Com mais de 200 tratores e máquinas agrícolas, eles protestaram contra o ajuste do ICMS mesmo após o governador João Doria (PSDB) suspender o fim do benefício fiscal a insumos agrícolas às vésperas do manifesto. “Temos ainda que avançar em outros setores. Ficarão mais caros a energia, itens de hortifru e leite”, explicou Kenji Okamura.
O evento foi realizado na rua dos Eucaliptos, às margens da SP-127, na entrada de Capão Bonito, de forma pacífica e não causou congestionamento na rodovia de jurisdição estadual. O vereador e agricultor Alan Senciatti (PSD), afirmou que o objetivo foi de tentar sensibilizar o governador João Doria para reverter a cobrança em outros itens além dos insumos agropecuários, pois, segundo ele, “o aumento será repassado diretamente para o consumidor final e afetará também itens da cesta básica”.

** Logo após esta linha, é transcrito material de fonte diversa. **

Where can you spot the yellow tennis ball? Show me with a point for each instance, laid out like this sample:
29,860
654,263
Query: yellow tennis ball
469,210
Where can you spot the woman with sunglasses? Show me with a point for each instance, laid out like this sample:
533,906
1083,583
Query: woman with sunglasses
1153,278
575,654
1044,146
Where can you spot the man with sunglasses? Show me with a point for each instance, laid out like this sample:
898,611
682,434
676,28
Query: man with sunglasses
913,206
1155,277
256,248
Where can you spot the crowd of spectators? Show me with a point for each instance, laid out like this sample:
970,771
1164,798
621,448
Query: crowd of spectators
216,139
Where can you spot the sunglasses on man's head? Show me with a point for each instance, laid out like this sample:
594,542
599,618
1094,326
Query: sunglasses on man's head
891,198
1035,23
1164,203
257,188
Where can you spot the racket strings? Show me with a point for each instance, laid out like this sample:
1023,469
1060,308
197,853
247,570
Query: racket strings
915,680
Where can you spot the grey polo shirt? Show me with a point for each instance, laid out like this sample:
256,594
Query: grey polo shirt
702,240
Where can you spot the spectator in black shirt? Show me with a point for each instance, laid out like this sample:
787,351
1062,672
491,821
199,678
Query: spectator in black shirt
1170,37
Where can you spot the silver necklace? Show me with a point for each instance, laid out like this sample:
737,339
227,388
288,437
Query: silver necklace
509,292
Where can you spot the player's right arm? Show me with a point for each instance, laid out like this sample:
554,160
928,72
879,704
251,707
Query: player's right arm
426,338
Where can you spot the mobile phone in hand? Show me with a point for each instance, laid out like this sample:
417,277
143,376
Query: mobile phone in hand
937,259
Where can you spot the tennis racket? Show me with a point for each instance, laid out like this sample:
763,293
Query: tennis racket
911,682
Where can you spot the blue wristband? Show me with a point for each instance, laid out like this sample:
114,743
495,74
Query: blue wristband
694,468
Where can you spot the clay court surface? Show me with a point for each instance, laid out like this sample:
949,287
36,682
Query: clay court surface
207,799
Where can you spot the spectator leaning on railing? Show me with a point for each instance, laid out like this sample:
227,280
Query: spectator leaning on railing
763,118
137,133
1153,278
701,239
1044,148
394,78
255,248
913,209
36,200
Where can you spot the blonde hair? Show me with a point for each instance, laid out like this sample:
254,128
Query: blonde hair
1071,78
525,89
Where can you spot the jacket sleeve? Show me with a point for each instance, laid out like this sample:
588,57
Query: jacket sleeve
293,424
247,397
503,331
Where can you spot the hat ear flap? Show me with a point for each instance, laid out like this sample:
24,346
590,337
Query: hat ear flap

O deputado estadual Frederico D’Avila (PSL) também participou do protesto em Capão Bonito, e prometeu apoiar uma nova manifestação caso o governador não retroceda diante da nova medida tributária que valerá a partir do próximo dia 15 de janeiro. “Vamos liderar junto aos produtores rurais uma nova manifestação com caminhões e tratores, mas agora em frente à casa do governador João Doria”, garantiu.
Para o agricultor Leandro Egli a suspensão do ajuste de insumos não é suficiente e defende a revogação definitiva do decreto governamental relacionada ao ICMS.
O gerente da CACB, Luiz Carlos Mariotto, disse que os produtores “sentem-se traídos” pelo governo e por deputados estaduais da frente parlamentar da Agricultora na Alesp que aprovaram a permissão para o ajuste no ICMS, que depende ainda de decretos do governador para validar as novas regras tributárias.
A Cooperativa Agrícola é uma das maiores recolhedoras de ICMS de Capão Bonito, mesmo seus cooperados produzindo grãos em áreas significativamente menores com relação às destinadas ao cultivo de eucalipto.
O ICMS é a segunda maior fonte de receita dos cofres da Prefeitura de Capão Bonito. Em 2020, a Fazenda Estadual destinou ao município R$ 27 milhões, correspondentes à 25% da arrecadação de ICMS na cidade, mais os valores agregados.